In June of 2008, I issued my "final" warning that the hands-free (i.e., don't drive while talking on the cell phone) law would lead to more traffic stops. Well, that ended up being true. Police officers are handing out lots tickets. What I didn't predict was that traffic accidents would be reduced as the result of it. And, well, to the extent it has been studied, there is no evidence that the law has had any such effect. Maybe that's because there is no evidence that the use of cell phones while driving has led to more serious traffic accidents. To find proof of this, look no further than the number of traffic fatalities in the United States over the last 15 years. This is the same 15 years during which the use of cell phones in moving vehicles went from near zero to nearly everyone. There has been no increase in traffic fatalities per capita. So, who are the gainers from the law? Well, as predicted, Blue Tooth, motorola, and the cell phone industry who saw no decline in sales of phones but a sharp increase in sales of ear-phone type accessories. I, for one, must have purchased about 20 such gizmos in the last few years, and I still can't find one that is altogether convenient.
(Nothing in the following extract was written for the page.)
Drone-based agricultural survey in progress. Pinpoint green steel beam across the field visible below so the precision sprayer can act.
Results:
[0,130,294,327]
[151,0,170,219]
The Government also gains by imposing fines for now unlawful activity. And, let's not forget about the cell phone etiquette police. These are the same folks who wish that talking on a cell phone in a public place at the top of your lungs because the connection is weak (and/or because you are so self-absorbed and inconsiderate that you can't imagine that those around are extremely annoyed) ought to be illegal. Okay, I admit it, I'm one of them. Now the act of driving with a cell phone pressed to your ear, which I admit I did plenty of before it became unlawful, is all the more irritating. When you see someone doing it you can't help be hit with thoughts like, "this person is oblivious to what is going on around them" and a new one, "this person is disregarding the law (at my personal expense!)". These, of course, are the emotional responses to the conduct, but the statistics do not prove that it is anything more than bad manners.